Well, yes. But I have an issue with the "just make cookies" idea, besides dental objections. It's true I had my own first exposure to fractions by making cookies with my mother. ("It says put in 1, funny line, 2 cups of peanut butter. What's that mean?") But there's more to math than just recognizing what 3/8 of a cup looks like, or even that if you put two of those together you get 3/4 of a cup. There seem to be an awful lot of excellent cooks out there who still get nervous around fractions. Some of them are homeschooling moms, and that worries me.
One of the most interesting arithmetic concepts--that my teachers somehow forgot to point out in school until we did algebra--is that multiplication, division, and fractions are all interchangeable. Connected. Once you understand this, arithmetic gets so much easier.
Consider 2/3 of 5.
In Miquon Math you learn that the word "of" can be written "x." As in "times." If something doesn't make sense to you with the word "times," try substituting "of." Or the other way around. So 2/3 x 5 is the same as 2/3 of 5. If you don't know what 2/3 of 5 is, you can figure it out with multiplication. Everybody knows how to multiply fractions, right? (much easier than learning to add them) So 10/3, or 3 1/3. Simple. Little kids can get "of." You write "1/2 x 10," and they say 5. They've just multiplied fractions.
And then there's that cancelling-out maneuver. When you add this to your arsenal, you have some powerful arithmetic tools going for you. You know what I mean, right?
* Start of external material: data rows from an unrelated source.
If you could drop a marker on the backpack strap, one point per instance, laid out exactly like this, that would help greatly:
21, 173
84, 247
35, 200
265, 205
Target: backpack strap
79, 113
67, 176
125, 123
Like 3/10 x 5/9. Of course you can multiply the tops and the bottoms, and you end up with 15/90. And then you can fool around reducing, and you get 1/6. But sometimes that's a lot of work. So you can cancel out the numbers that criss-cross; and you know why, don't you? Because
3/10 x 5/9 is the same as 3 x 5 over 10 x 9 (I'm not sure how to get those to line up properly).
And you could write that 5 x 3 over 10 x 9; and you could split those back up and write 5/10 x 3/9 . And if you reduced the fractions before you multiplied, you'd have 1/2 x 1/3 = 1/6.
Well, just in case you need a reminder on this--you don't need to go through all that moving around. You can do the same cancelling out by checking the numbers that are criss-cross with each other in the original equation. The 3 and the 9 cancel out, and the 5 and the 10.
The third point I wish my teacher had remembered to pass on is that fractions are also division. The "funny line" is not just a fraction marker, it's a division sign. 2/3 means 2 divided by 3, or how many 3's in 2, or how much pizza do 3 people get if they split 2 pizzas? Obviously they each get 2/3 (you could have figured that out even without doing fractions), but isn't that still kind of mind-boggling? You say 2 divided by 3, you write 2/3, and you already have your answer.
And what's 5/3 of 2? Obviously, still 10/3. 3 1/3.
What's 5 divided by 3? How many 3's in 5? 5/3, or 1 2/3.
What's 10 divided by 3? How many 3's in 10? 10/3, or 3 1/3.
What's 1/3 of 10? 10/3.
Multiply 1/3 x 10/1. 10/3.
Fractions? Division? How come we're doing all this multiplying all of a sudden? Zing: connections.
This is why I like Miquon Math. I like bigger ways of looking at things than the "this year we do multiplication, next year we do division" approach. And that's why I think you do need to go beyond cookies--unless you have an awful lot of them and a very sharp knife.